Before her illness made her housebound, my mom had many friends (or so we thought). Ladies from church, from the Rosary Altar Society, parents of my schoolmates. My mom called them on the telephone to keep in touch.

One day, I overheard two mothers who volunteered at school talking. I caught my mom’s name.

It seems my mom had called one of them the evening before. These two women, standing in the hallway of my Catholic school, were gossiping and twittering behind their hands (before Twitter existed) about my mom. They wondered if she was an alcoholic and made snide remarks about her drinking. The “proof” was her slurred speech.

I was so angry I wanted to jump in and punch these self-righteous biddies in the nose. But I was just a kid, so I stuffed my hands in my blazer pocket and powered by them heading to my fifth-grade class.

All of this came up for me this morning as I wondered whether or not the charge of being too defensive of A was really the case. Yes, I had been defensive. And angry. My anger ran deep into the core of my being and no, it wasn’t really for A. It was and it wasn’t. It was for A and for my mother and for every other human being who is slandered and maligned by hateful gossip.

God help me, I’ve been behind some of that gossip myself. I’ve prayed for forgiveness for all my past sins of gossip and idle talk that may have hurt someone, and I am being very careful now with my thoughts and words.

“A” has a child around the age I was in fifth grade when I heard those two women making accusations that my poor mother was a drunk because her speech was slurred. She used to post photos of him at horseback riding lessons. I loved horses too (and still do). It was another thing that I often felt connected me to A’s life — her love of horses and animals and farm life.

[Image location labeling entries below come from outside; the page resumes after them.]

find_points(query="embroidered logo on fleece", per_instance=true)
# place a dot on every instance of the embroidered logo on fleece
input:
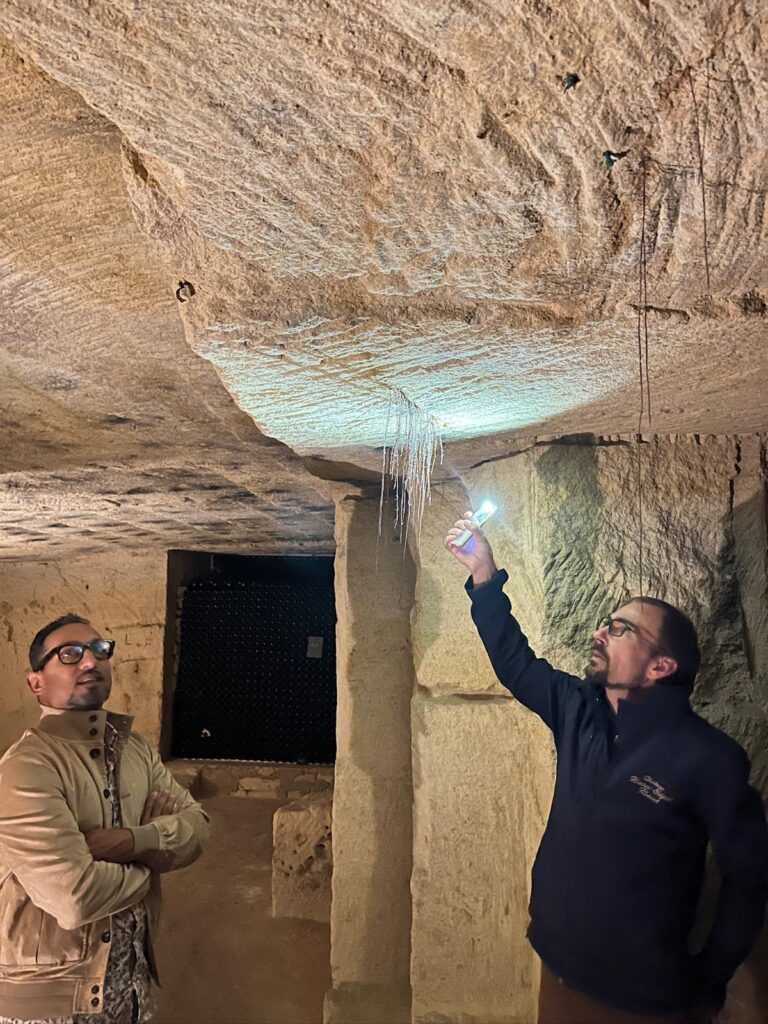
(651, 790)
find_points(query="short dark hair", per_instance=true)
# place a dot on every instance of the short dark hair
(678, 637)
(38, 644)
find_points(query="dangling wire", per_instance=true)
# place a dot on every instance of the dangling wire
(408, 460)
(643, 359)
(700, 152)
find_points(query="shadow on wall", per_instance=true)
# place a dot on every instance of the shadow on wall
(571, 504)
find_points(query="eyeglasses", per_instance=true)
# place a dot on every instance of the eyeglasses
(617, 628)
(72, 653)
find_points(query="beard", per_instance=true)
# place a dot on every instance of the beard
(92, 694)
(597, 668)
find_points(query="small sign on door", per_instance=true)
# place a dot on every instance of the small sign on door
(314, 646)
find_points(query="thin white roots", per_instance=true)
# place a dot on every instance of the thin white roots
(409, 457)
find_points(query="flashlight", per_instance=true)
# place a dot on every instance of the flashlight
(477, 519)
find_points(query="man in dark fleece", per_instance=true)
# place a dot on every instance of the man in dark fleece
(642, 784)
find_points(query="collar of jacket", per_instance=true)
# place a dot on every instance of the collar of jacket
(652, 708)
(79, 725)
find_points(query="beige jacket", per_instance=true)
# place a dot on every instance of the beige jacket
(55, 901)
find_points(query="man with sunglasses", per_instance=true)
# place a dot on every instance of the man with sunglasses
(89, 817)
(642, 784)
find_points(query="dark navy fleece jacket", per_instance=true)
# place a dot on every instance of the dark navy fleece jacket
(619, 871)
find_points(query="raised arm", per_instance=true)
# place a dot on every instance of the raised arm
(45, 850)
(531, 680)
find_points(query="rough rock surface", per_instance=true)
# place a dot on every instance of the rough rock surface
(114, 433)
(302, 858)
(373, 794)
(371, 199)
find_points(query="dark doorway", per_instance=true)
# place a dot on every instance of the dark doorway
(254, 666)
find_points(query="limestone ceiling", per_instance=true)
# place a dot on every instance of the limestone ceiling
(375, 199)
(114, 431)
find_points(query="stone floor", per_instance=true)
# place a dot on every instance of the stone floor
(222, 957)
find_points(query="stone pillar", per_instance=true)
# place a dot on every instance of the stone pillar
(482, 778)
(373, 797)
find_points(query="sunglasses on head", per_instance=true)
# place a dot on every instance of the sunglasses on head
(72, 653)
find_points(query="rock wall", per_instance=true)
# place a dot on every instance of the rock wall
(567, 532)
(123, 594)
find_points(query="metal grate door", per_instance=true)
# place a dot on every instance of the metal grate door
(256, 675)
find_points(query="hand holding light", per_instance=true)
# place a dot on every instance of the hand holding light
(468, 544)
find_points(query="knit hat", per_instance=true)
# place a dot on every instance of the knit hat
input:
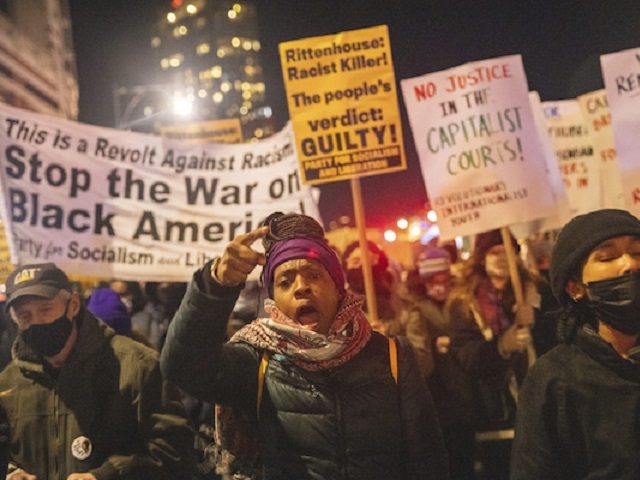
(485, 240)
(433, 260)
(579, 237)
(106, 304)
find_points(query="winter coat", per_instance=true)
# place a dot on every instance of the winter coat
(349, 422)
(106, 411)
(579, 414)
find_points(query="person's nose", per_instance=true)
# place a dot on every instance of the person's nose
(302, 287)
(631, 264)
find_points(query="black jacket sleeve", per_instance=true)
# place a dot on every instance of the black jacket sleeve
(195, 356)
(536, 450)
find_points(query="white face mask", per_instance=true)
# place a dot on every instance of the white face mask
(497, 265)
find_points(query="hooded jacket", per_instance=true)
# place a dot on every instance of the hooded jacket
(348, 422)
(106, 411)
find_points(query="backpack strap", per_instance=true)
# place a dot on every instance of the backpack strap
(262, 371)
(393, 359)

I realize now that my deep anger at these gossiping biddies on Facebook who were destroying A’s family with their speculation was really caused by the child within me once again furious and feeling helpless about gossip. I was reacting from the past, not from the present, and ready to rip the heads off of the ladies in the group who were taking that eighth commandment as a suggestion – not a commandment.

truth

Think Before You Speak. Speak Only What Is True.

This is all I ask, friends. Think before you speak. Speak only what is true.

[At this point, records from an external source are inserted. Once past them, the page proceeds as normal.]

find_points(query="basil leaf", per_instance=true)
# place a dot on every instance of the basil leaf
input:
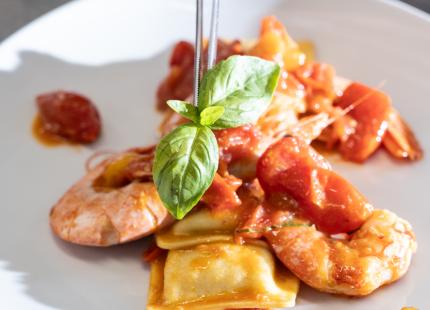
(210, 115)
(184, 108)
(185, 164)
(243, 85)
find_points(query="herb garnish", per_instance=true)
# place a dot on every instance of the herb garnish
(233, 93)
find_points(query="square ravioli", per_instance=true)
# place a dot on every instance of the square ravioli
(219, 276)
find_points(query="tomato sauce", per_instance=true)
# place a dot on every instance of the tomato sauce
(65, 117)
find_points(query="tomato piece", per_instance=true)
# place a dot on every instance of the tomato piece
(222, 192)
(179, 83)
(238, 143)
(292, 167)
(70, 116)
(371, 115)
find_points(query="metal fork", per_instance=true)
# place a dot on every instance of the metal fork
(212, 45)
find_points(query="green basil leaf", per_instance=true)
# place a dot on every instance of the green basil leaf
(185, 164)
(243, 85)
(211, 114)
(186, 109)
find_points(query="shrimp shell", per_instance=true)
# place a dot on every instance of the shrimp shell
(92, 216)
(378, 253)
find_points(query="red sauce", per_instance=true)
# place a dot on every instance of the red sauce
(43, 136)
(371, 115)
(292, 167)
(179, 83)
(66, 117)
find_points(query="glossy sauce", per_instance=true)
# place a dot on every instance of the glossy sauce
(66, 117)
(43, 136)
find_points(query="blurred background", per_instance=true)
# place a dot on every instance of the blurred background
(16, 13)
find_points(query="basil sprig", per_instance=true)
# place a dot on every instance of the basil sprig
(234, 93)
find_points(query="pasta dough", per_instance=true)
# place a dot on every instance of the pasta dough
(218, 276)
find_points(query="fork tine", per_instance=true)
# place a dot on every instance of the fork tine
(213, 36)
(198, 49)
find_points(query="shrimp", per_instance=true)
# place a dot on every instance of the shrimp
(378, 253)
(115, 202)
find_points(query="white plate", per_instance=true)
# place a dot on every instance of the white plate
(116, 52)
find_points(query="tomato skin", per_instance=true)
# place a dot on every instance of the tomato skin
(70, 116)
(371, 115)
(292, 167)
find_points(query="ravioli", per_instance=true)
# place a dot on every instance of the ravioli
(218, 276)
(199, 227)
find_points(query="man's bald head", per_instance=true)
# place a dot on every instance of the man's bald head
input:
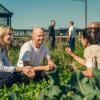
(37, 30)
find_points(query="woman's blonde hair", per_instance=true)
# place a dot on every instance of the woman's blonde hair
(4, 29)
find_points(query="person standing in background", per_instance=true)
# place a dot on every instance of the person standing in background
(51, 31)
(71, 35)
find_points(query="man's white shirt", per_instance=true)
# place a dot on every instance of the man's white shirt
(32, 54)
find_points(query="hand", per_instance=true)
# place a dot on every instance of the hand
(46, 68)
(51, 65)
(28, 71)
(69, 51)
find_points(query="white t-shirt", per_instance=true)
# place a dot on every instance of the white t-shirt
(91, 52)
(32, 54)
(72, 31)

Do not engage in idle speculation or gossip about anyone.

Somewhere, there’s a child like my younger self hearing bad things said about their parent. They can’t do anything about it – when you’re a kid, especially a good kid growing up in a Catholic family, it’s drilled into you to be respectful of your elders.

So you suck it up, and stuff down all the angry feelings, and hear all the mean talk, and you can’t do anything about it.

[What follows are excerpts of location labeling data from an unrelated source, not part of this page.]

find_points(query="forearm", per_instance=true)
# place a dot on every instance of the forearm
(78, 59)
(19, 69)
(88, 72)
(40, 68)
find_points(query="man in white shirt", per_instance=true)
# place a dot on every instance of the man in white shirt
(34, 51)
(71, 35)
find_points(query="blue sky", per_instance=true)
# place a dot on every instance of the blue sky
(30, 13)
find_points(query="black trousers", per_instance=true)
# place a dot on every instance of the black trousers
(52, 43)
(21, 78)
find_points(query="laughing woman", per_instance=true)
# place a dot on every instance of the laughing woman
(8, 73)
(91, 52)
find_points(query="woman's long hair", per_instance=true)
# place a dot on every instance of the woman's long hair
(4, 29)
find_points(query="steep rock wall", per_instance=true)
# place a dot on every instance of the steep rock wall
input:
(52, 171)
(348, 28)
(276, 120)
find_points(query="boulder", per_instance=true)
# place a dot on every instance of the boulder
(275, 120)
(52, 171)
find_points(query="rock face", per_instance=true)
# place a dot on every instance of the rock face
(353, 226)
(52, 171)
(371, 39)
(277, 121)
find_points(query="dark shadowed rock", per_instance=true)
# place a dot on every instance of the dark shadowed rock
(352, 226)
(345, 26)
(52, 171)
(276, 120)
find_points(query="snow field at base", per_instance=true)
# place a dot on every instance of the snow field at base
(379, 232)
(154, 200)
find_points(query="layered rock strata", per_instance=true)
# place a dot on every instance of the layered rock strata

All it takes is for people to recognize gossip when it happens and step away. I stepped out of all the gossipy groups about A’s disappearance because I didn’t like where it was pulling my mind. It made me wonder and speculate and think about all the possible reasons why she left. I don’t want to do that. I just want her family to have peace and for her baby to be back with her father and for the whole family to be healed.

That takes prayer, not gossip. If we only used the energy we pour into hateful words with others for a heart-to-heart talk with God, we could change the world.

 

1 thought on “The Pain We Cause by Gossiping”

  1. Unfortunately, the gossipers get something out of it – and they reinforce each other. Part of it, maybe, is envy. Here’s this woman with a lovely family in a situation many would envy. But it’s not perfect, is it? That makes them feel better about themselves – positively “good” – and they are wallowing in the speculation like pigs in mud. They’re not happy in their lives – and neither is anyone else. Sad. Hollow.